Pierre Sopor 25 juin 2024

Non Serviam don't obey. The anonymous collective do nothing 'as it should be done', much to our delight, and above all have fun turning codes and genres upside down, respecting no boundaries in any of the side-projects involving them (from the ambient noise landscapes of Hiverlucide to the rap/industrial/black metal of Biollante and the funereal trip-hop poetry of Néant). So what about this Labyrinthe? Could it be that by giving free rein to its musical impulses here and there, Non Serviam is refocusing? Would Non Serviam's high production rate dilute its creativity?

You bet. Labyrinthe comes a year after Death Ataraxia, which itself came a year after We Are Nothing but Your Krill, and this big EP heralds a more substantial album due out soon. Non Serviam appropriates the mythological figure of the Minotaur to lose us in the meanders of their monstrous, polycephalous creation, as unpredictable as ever. Extreme music finds its definition here: adventurous, uncomfortable, liberated. Non Serviam mixes putridity with elegance, deafening noise, nuisance and contemplation. La Morsure du Sel and its menacing diction, which oscillates between a clear voice, demonic borborygms and a few words chanted somewhere between incantation and Biollante rap, weighs in with all its funereal rhythm and already plunges us into chaos. Black metal, industrial, noise: we don't really know, we don't really care, the labels just don't stick.

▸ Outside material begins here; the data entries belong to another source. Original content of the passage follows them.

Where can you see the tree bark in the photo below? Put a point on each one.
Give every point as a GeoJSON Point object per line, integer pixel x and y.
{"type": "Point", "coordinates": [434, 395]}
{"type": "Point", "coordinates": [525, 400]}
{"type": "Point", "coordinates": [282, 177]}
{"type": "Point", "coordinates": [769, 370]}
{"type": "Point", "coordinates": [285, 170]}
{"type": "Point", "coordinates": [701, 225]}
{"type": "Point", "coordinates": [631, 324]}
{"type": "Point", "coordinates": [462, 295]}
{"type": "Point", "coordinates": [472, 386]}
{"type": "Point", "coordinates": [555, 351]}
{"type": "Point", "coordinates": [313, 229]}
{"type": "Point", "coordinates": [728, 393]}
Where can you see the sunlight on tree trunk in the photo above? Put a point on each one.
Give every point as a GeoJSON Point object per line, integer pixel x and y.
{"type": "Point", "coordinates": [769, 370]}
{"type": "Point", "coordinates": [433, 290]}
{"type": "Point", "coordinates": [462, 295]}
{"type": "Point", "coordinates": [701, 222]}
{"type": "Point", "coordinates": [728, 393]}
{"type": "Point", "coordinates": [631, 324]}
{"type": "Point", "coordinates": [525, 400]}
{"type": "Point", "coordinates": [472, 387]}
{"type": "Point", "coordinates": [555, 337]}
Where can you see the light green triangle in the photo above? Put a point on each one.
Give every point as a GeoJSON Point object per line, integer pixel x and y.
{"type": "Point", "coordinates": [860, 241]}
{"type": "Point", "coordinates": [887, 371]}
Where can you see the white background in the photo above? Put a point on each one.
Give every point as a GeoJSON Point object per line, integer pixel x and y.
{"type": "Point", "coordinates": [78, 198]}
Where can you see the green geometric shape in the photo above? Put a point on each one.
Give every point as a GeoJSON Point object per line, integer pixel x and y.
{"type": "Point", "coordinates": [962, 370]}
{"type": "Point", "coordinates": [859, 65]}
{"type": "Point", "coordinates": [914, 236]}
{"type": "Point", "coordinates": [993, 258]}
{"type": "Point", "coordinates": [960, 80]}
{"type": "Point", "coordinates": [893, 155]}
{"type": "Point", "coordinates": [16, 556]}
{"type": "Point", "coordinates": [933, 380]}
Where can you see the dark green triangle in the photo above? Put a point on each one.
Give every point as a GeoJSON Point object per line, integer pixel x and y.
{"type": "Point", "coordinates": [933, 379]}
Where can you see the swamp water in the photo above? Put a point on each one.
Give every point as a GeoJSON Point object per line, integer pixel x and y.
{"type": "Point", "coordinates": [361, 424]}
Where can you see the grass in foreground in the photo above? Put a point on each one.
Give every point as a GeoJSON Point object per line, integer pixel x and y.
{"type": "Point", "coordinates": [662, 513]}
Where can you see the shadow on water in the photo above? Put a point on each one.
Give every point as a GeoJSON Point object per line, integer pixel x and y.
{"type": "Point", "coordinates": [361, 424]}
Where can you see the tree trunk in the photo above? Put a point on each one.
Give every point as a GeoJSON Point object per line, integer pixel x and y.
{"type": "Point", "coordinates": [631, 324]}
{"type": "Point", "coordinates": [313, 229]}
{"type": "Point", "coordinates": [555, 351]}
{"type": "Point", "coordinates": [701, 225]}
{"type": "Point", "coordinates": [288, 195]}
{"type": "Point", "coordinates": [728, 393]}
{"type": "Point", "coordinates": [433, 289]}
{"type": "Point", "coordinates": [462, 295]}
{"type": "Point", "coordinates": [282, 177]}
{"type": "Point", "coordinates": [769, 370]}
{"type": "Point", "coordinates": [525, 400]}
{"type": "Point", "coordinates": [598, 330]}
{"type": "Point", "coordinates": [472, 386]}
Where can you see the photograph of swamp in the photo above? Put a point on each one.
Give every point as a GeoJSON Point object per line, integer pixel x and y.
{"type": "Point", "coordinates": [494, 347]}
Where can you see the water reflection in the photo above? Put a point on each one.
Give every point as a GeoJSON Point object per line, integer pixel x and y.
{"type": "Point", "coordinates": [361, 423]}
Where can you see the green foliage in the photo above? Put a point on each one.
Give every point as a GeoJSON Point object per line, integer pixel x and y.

You don't go through Non Serviam's work and come out unscathed. You leave a few feathers behind, but you also gain a few scars. The screams of the title track seem to leave no room for the human. Opaque, monumental, grandiloquent and slightly hermetic, this labyrinth welcomes no visitors. The hypnotic Putrescine de Vie, with its grating vocals oozing darkness, lets us imagine some obscure apocalyptic rites taking place in the shadows of its noisy loops, barely allowing a clear, distant and already spectral voice to breathe, which only loses us deeper in this labyrinth. And we knew when we listened to l'Apocalypse Individuelle, a false lull that sublimates revolt and despair into a poignant song of defeat, that we wouldn't really come out of it. As crazy and uncompromising as ever, Non Serviam are madmen of textures and emotions, sparing nothing, respecting nothing, and once again displaying a striking generosity and viscerality. Can't wait for the album!